Stop Dat Moda/Eight Mile House/The German Girls and Other Stories
by
Book Details
About the Book
STOP DAT MODA uses every technique from African American oral tradition--
storytelling, slave narratives, folklore, legend, tall tales, jokes, riddles,
songs, etc.--to create a richly textured novel set in Kentucky in the 1920's
and 1930's. A multi-racial canvas of characters, men, women, and children--
Kate, Olga, Ijacks, Mag, Max and Maxine, Big Mike, Mr. Gonzales, Santuwa,
Inez, Hi Tyson, The Jensens, Dang Ober, Nat Perrison, and many others--also
create a vivid and richly textured world. Excerpts from STOP DAT MODA have
been published in Obsidian, Callaloo ("Minnie B. and Duney") and BOP.

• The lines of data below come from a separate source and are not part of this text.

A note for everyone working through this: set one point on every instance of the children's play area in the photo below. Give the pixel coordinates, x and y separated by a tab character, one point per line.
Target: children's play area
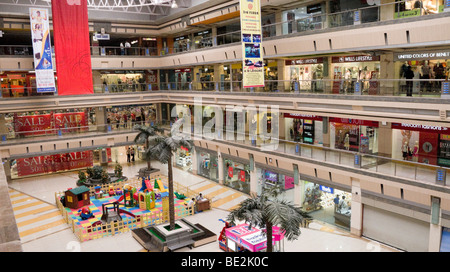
115	208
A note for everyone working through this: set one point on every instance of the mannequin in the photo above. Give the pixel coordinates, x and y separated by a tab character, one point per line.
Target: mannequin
426	74
416	151
347	142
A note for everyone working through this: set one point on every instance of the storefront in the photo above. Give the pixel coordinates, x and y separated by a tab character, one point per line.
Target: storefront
354	135
127	116
123	81
347	70
181	44
303	74
422	143
183	159
37	123
47	164
326	204
406	9
304	18
303	128
207	164
268	177
236	173
183	78
426	64
202	39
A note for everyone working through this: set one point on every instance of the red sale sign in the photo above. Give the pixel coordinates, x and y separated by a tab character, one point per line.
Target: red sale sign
54	163
72	48
242	175
230	172
32	124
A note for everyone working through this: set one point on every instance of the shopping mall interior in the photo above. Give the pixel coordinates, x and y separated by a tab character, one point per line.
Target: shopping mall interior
350	115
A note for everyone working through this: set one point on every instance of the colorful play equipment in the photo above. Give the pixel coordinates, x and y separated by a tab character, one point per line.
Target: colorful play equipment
242	238
85	213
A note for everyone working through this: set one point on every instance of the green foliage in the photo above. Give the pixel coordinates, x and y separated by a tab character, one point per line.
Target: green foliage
118	170
97	172
81	175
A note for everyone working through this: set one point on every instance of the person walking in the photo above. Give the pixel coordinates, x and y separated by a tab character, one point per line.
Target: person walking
409	75
128	154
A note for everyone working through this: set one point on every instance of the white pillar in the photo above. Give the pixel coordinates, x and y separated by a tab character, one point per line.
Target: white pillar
356	217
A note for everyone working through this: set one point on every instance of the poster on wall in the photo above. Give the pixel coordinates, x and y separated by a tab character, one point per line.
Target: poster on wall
252	58
42	50
72	47
54	163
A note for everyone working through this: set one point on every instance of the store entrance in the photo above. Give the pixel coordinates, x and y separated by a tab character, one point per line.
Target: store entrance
327	204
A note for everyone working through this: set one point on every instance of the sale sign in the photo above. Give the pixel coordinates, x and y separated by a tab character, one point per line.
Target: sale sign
252	58
32	124
54	163
72	47
42	50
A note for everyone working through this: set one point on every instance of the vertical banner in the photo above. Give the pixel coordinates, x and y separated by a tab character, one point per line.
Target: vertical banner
72	48
42	50
252	59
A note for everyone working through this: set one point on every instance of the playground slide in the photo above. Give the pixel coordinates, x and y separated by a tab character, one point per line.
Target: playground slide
162	189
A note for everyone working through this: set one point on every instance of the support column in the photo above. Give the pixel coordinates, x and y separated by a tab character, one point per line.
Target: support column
194	161
3	128
220	166
283	82
434	241
387	71
100	119
385	140
357	209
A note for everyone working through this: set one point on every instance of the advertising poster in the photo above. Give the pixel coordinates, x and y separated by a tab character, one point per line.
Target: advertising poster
42	50
54	163
72	47
252	58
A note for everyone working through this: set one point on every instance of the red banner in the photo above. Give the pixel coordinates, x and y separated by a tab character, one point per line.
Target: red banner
32	124
46	123
71	121
72	49
54	163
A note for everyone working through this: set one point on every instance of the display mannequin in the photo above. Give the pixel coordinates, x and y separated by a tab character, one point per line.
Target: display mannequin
416	151
426	74
347	142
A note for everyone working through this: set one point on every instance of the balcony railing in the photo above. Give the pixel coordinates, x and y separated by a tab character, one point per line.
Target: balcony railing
313	22
438	88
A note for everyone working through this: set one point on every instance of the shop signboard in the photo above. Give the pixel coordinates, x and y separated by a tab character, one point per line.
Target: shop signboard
421	127
42	50
355	58
72	47
354	122
288	182
54	163
252	59
302	116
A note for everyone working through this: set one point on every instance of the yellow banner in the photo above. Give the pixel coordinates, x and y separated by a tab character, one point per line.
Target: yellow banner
252	58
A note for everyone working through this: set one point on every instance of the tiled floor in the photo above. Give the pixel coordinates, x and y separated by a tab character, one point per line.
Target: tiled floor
42	229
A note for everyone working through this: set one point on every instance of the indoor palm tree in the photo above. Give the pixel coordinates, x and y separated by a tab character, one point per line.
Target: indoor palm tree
266	211
161	147
142	138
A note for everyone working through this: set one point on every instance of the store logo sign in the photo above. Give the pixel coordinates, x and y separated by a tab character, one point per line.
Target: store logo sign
74	2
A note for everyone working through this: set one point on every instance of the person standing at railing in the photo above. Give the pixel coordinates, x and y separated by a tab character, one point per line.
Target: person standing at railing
409	75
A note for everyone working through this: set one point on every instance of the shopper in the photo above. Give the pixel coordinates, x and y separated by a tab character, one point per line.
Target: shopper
409	75
128	154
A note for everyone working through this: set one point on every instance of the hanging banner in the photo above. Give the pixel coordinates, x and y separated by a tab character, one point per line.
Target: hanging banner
54	163
72	49
252	59
42	50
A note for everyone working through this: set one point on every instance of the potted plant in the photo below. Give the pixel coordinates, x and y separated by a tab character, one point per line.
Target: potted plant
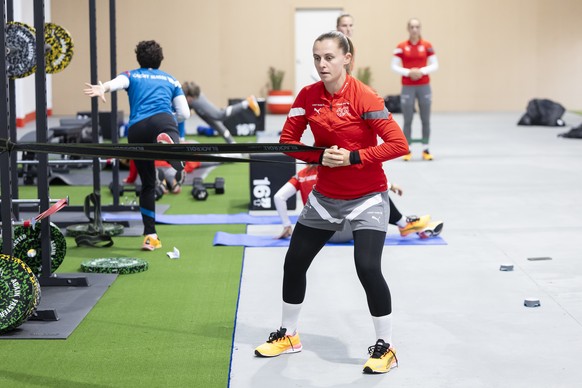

EIGHT MILE HOUSE is an African American/multi-cultural science fiction
romance/satire. Written in a popular and colloquial style, it blends the
techniques of science fiction, romance, oral narration, and popular fiction.
Santuwa, part-Spanish part-Ethiopian, arrives at the Fairfield Airport with
(African American) Onistine's friend Nantlie, who's just come back from
vacationing in Paris. Santuwa is a handsome, strange, elusive figure who
leads Onistine to question whether the subsequent events at Eight Mile House
are reality or a product of her overactive imagination. Is even Santuwa real?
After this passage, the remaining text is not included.